ICYMI: WALL STREET QUIETLY TELLS COMPANIES NOT TO DRAW THEIR LOANS — Bloomberg’s Michelle F. Davis and Paula Seligson: “The biggest U.S. banks have been quietly discouraging some of America’s safest borrowers from tapping existing credit lines amid record corporate drawdowns on lending facilities, according to people familiar with the behind-the-scenes conversations.
“For Wall Street, it’s not an issue of liquidity so much as profitability. Investment-grade revolvers — especially those financed in the heyday of the bull market — are a low margin business, and some even lose money. The justification is that they help cement relationships with clients who will in turn stick with the lenders for more expensive capital-markets or advisory needs.”
POWELL LEADS FED INTO UNCHARTED WATERS — WSJ’s Nick Timiraos: “To meet the dislocation the coronavirus pandemic unleashed on the economy, Federal Reserve Chairman Jerome Powell has mobilized the central bank to move faster and farther than ever before.

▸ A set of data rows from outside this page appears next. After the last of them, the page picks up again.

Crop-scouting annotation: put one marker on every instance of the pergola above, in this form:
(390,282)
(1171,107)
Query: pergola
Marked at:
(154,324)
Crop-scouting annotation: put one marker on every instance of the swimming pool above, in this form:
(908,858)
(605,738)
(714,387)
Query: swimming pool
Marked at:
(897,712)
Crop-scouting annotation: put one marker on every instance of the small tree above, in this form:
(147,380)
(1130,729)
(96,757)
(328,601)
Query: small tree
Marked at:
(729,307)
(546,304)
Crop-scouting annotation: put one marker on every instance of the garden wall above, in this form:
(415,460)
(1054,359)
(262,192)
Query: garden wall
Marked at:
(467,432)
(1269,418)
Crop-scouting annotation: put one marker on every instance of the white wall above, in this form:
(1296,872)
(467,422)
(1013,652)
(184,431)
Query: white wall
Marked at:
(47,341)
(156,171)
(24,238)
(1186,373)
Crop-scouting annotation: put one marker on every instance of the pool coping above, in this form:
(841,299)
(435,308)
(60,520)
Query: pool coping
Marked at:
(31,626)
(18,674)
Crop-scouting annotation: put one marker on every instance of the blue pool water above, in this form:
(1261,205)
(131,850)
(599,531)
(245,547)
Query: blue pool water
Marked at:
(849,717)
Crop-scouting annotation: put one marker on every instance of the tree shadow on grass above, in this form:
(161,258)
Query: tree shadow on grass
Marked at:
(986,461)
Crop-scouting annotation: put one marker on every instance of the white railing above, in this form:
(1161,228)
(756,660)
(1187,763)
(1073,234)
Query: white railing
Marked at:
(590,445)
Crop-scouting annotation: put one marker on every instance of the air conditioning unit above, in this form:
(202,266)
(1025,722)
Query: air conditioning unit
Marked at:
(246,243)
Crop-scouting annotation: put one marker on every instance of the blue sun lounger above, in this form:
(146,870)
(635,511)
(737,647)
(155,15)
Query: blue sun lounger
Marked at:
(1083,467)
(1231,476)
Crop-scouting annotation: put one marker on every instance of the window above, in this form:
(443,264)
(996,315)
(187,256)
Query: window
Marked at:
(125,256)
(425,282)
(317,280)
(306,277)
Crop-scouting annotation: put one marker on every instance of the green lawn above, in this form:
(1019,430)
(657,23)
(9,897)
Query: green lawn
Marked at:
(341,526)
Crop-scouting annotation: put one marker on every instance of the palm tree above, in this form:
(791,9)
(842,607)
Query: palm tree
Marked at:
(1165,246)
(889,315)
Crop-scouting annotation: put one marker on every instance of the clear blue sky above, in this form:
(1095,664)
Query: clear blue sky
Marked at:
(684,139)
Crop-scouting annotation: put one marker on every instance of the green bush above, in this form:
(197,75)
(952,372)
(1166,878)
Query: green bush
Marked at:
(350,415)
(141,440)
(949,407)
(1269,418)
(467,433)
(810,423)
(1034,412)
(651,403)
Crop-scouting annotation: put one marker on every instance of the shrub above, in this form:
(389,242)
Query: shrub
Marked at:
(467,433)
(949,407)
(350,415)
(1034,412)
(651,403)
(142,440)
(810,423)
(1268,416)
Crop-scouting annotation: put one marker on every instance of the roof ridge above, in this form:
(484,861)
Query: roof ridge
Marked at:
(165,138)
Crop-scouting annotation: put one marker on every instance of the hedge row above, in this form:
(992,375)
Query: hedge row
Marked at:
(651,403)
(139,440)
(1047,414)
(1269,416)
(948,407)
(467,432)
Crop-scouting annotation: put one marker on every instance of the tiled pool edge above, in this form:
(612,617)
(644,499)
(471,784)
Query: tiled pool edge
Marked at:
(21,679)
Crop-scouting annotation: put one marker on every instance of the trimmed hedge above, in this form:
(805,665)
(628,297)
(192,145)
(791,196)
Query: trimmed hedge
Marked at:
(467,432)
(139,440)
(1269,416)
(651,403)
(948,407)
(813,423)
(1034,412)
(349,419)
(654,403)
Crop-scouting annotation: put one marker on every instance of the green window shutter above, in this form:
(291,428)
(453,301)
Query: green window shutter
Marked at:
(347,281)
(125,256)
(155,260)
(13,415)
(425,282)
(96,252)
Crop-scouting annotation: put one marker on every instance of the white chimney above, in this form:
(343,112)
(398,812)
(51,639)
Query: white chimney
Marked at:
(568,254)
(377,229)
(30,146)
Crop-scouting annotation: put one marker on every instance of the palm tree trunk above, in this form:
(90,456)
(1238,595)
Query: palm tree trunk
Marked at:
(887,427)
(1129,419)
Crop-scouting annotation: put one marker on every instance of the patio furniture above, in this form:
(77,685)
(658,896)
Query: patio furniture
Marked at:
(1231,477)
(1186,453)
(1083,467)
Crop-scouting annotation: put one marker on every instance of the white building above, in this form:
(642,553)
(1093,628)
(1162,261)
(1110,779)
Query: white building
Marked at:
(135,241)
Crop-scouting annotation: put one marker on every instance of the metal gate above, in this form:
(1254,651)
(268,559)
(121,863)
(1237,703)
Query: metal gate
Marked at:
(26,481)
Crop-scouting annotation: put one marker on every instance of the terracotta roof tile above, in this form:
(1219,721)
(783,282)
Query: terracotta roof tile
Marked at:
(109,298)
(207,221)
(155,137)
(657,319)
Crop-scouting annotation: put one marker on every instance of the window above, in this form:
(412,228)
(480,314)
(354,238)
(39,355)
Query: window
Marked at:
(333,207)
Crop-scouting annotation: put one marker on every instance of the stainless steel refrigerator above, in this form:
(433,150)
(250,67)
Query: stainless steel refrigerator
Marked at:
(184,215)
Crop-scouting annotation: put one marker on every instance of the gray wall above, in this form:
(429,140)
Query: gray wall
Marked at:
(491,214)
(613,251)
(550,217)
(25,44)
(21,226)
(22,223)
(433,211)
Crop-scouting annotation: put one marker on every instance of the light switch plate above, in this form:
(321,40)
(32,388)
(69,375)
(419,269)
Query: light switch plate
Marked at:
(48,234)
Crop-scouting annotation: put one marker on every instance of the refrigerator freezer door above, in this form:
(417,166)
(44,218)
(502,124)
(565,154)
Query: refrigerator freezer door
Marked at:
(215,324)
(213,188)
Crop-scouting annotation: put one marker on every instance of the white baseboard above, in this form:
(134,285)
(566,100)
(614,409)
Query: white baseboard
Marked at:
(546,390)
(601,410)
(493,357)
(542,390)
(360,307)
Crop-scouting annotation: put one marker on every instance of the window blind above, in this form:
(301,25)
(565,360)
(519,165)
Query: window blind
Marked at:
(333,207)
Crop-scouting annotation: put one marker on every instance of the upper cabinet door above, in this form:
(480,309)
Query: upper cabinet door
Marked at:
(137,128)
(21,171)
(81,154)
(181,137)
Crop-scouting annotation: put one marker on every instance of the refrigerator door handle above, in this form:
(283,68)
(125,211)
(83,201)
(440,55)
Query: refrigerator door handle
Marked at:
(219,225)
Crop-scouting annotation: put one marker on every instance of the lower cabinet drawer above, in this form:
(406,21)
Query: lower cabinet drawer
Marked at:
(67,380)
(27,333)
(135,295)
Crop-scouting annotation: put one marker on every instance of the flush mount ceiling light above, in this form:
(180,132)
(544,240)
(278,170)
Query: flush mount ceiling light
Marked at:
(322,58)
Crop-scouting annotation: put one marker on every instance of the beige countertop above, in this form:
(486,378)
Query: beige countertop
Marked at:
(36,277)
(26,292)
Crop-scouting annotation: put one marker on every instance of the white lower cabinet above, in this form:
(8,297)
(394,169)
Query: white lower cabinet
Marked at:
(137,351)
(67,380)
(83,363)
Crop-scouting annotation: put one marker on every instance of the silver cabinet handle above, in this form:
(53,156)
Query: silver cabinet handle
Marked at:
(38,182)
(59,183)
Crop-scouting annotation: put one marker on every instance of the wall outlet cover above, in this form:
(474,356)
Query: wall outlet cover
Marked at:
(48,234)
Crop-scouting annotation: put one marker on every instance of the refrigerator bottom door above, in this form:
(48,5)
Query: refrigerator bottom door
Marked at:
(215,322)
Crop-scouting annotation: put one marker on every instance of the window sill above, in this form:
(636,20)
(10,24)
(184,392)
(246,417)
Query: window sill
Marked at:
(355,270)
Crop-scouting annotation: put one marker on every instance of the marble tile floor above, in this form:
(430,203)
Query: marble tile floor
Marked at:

In the short weeks since financial markets seized up, Mr. Powell has placed the Fed on wartime footing. He took up the central bank’s playbook from the 2008 financial crisis and then some — cutting rates to near zero, purchasing huge quantities of government debt and, breaking a taboo, lending to American businesses.”
AS CORONAVIRUS SPREADS, COMMUNITY BANKS WATCH FOR FALLOUT — WSJ’s Orla McCaffrey: “The economic fallout of the novel coronavirus poses a new challenge for small banks across the country. Most of America’s banks are like Fisher National — woven into the local economy and a key source of credit for small businesses.”
JPMORGAN LOOKS TO RAISE $10B FOR ALTERNATIVE INVESTMENTS — Reuters: “JPMorgan Chase & Co’s alternative investments unit is looking to raise up to $10 billion to boost its spending power in the face of the coronavirus pandemic, a source familiar with the matter said on Monday. The bank plans to raise $5 billion to $10 billion in the next couple of months from clients including pension funds, sovereign-wealth funds, family offices and private banks, according to the source.”